Much Ado About Nothing (Cambridge)
Fresh from an international tour, following the one of the UK this spring and early summer, the pared-down staging by Shakespeare's Globe on Tour of one of the most popular comedies has alighted in the Master's Garden of Corpus Christi College before going north to Windermere and Penrith.
The Messina where the plot of Much Ado About Nothing is laid is still in Sicily, but one of the early 1950s rather than the late Renaissance. it allows for a slight blurring of social differences; Robert Pickavance's Leonato is more of a businessman than a walled town's governor, for example.
Max Webster's production uses eight actors – which allows for some interesting role-doubling. Joy Richardson, for example, is the bombastic Borachio and his dupe Margaret; she also plays the Friar whose wisdom foils Don John's plot. it's surprising what can be indicated a brisk change of headgear, a belted cassock or a billowing cloak.
Don John, that taciturn villain, is Chris Starkie, doubling as the hilariously incompetent and grammatically challenged Dogberry. Jim Kitson's urbane Don Pedro is matched by his stuttering watchman, just as Sam Phillips' calculating Claudio is balanced by a second, well-meaning watchman.
James Cotterill's set design, all golden ochres, allows for some interesting symbolism. Benedick (Simon Bubb) retreats not to an orchard but hides behind a pile of crates, one of which he then knocks over to spill a cascade of oranges across the stage.
For Hero (Gemma Lawrence)'s wedding, the stage is draped with swags of orange-blossom, representing innocence and purity. It gives an acid bite to Claudio's denunciation of her as a "rotten orange".

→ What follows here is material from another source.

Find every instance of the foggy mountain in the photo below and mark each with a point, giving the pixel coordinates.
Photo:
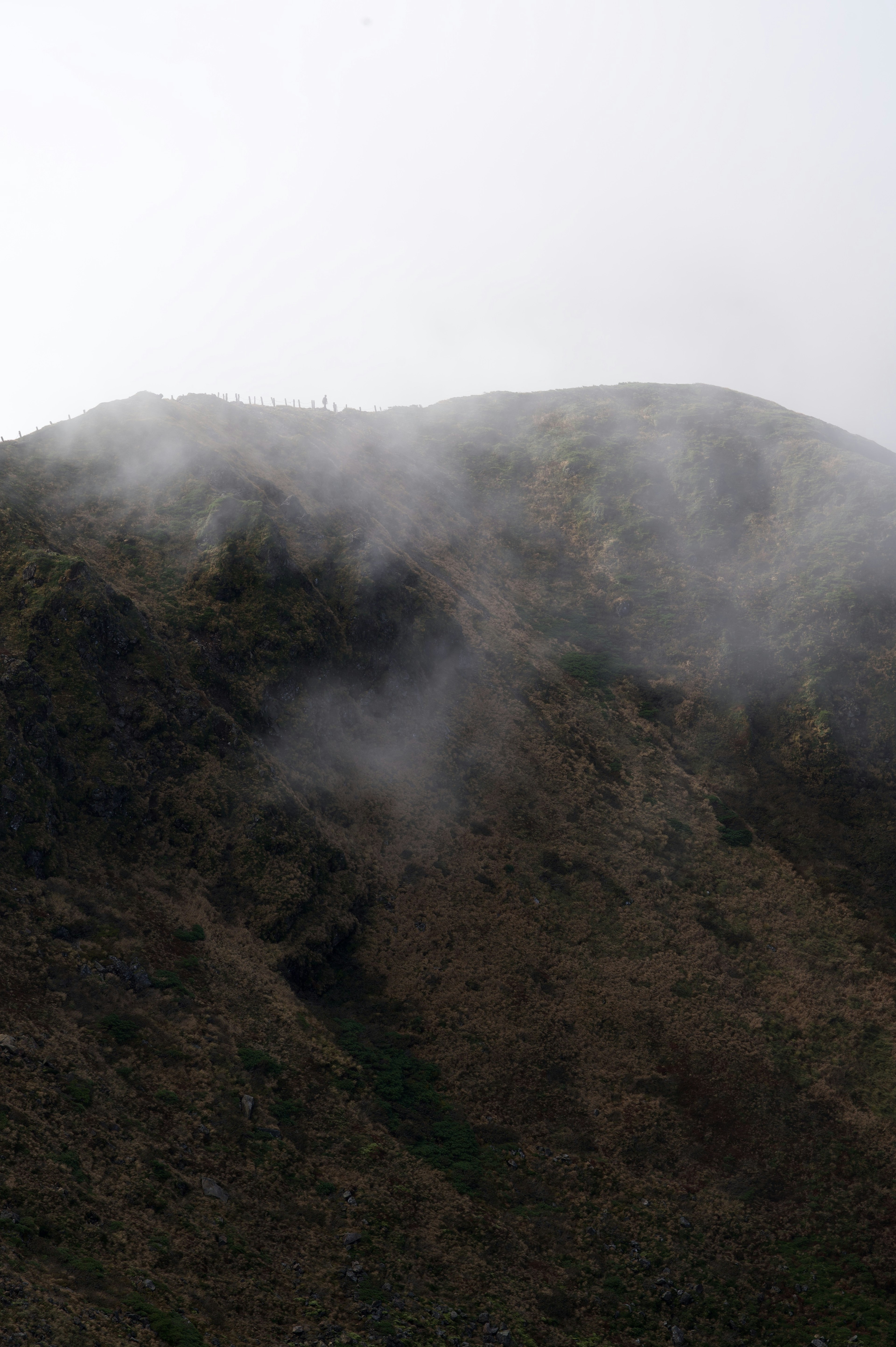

The core of the comedy in all its plot and counter-plot turns is, of course the relationship between Beatrice (Emma Pallant) and Benedick. Between them they manage the "Kill Claudio" injunction and its aftermath with a quiet sincerity which grips the audience as much as the two people with these newly-aroused impulses.
Bubb is thoroughly credible as the young officer forced for once to take something in civilian life as seriously as do the non-military citizens. Pallant's Beatrice is a delight; she overhears Hero and Margaret while they're hanging out the laundry, creeps nearer and is duly drenched. No wonder she turns up next morning croaking: "I am stuff'd, cousin. I cannot smell"!
Much Ado About Nothing is in the Master's Garden of Corpus Christi College, Cambridge until 31 August.